You are an analyst of a leading European professional e-sports team. In an unprecedented turn of events the starting Middle laner of the opposing team dramatically fell and injured himself whilst walking on stage and has been replaced by a first-time rookie. It’s 10 seconds before Champion select and your Head Coach rushes over to you and says “What do I need to know about him?!”. There simply isn’t the time to starting listing his common Champions and solo-queue performance statistics. You need a one-liner to provide the coach with just enough information to give him the edge. Luckily, you already had the AI generated Champion Classes from earlier so you run a quick analysis of the players last 50 solo-queue games and say: “His most common and best performing Champion class is Safe Scalers!”. You’ve already briefed the coach on this, he knows what you mean. He target bans Azir and Corki then first picks Orianna. The guy chokes as he’s forced to either play a lower tier Safe Scaler or is forced out of his comfort zone on a Lane Bully where he gets caught out constantly and feeds.

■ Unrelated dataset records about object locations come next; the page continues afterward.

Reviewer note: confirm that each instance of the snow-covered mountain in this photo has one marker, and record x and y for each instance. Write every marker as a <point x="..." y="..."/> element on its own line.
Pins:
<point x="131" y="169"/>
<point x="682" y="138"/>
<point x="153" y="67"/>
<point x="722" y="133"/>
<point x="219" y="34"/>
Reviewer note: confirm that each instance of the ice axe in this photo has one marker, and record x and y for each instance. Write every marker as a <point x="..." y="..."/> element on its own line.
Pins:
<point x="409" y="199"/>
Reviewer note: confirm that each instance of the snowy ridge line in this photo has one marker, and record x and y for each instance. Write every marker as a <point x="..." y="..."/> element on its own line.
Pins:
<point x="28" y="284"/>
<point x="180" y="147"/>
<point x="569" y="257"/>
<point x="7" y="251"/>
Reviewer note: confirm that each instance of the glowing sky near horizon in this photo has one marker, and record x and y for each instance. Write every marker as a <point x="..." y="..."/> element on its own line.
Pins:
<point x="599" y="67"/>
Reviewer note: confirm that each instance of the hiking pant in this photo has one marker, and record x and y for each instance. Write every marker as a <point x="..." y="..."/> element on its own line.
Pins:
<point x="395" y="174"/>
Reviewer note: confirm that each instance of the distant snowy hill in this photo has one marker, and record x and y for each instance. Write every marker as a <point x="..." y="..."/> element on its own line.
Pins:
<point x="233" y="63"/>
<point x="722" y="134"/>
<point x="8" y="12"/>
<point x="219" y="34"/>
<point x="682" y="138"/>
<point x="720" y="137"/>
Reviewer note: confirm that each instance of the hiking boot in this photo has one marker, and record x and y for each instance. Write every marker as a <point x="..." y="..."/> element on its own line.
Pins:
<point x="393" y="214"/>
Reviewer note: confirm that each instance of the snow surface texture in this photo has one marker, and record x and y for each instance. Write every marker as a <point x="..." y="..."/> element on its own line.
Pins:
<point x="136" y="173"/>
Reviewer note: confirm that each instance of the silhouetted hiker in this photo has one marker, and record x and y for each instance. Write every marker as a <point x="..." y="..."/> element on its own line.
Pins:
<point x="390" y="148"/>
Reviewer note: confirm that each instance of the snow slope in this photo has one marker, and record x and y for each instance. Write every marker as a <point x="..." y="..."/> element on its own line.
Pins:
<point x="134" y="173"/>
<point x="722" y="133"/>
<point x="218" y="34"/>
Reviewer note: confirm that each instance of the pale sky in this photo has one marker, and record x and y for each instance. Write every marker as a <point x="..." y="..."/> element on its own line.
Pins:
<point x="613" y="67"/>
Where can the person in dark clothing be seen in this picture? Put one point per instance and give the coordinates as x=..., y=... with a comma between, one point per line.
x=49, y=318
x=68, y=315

This is an overly-sensualised example but carries an important message: A summary now is sometimes better than details later.

A quicker and (slightly) less dramatic example would be if you spent Season 10 dominating the Top lane as Maokai, only to read that in patch 10.22 he will be nerfed into oblivion having all his base stats reduced to -40. You enjoyed his play-style and want to find someone to replace him. You find that Maokai is considered an Enabler & Engager, just like Malphite and Ornn. Ornn currently rocks a 98% win rate so you decide he will be a good fit for your final weeks climb.

Message: Knowing how to broadly describe what you like helps you find what else you may like. In fact, I wrote an article that uses a similar technique for the exact purpose of Champion recommendations.

I will also provide a business example, as I think it’s important to appreciate “real world” uses of such techniques:

I will also provide a business example, as I think it’s important to appreciate “real world” uses of such techniques:

Imagine you are Head of Marketing at a Widget Company and you have recently been given a budget to create five marketing campaigns to send to your current customers. If you perform the same steps above but instead with data such as demographics, purchases and website interactions you can segment your customers into five “classes”. By studying these you will be able to tailor your campaigns to target a certain type of customer, increasing their effectiveness. For example, you may find one group of customers are “Heavy Researchers” with irregular purchases and a long time spent on the site before making a decision, often holding items in their basket for several weeks. On the flip side, you have “Spontaneous” customers who have clicked an Instagram link and checked out within 30 seconds. All customers in class one receive an email containing a detailed report about your latest product, the pros, cons and finer details. Class two gets an Instagram video of a cute dog playing with your product.

The message? Individual-level analysis is powerful, but often isn’t viable for the use-case. In this case, it’s OK to “throw away” some finer levels of detail in order to get the job done.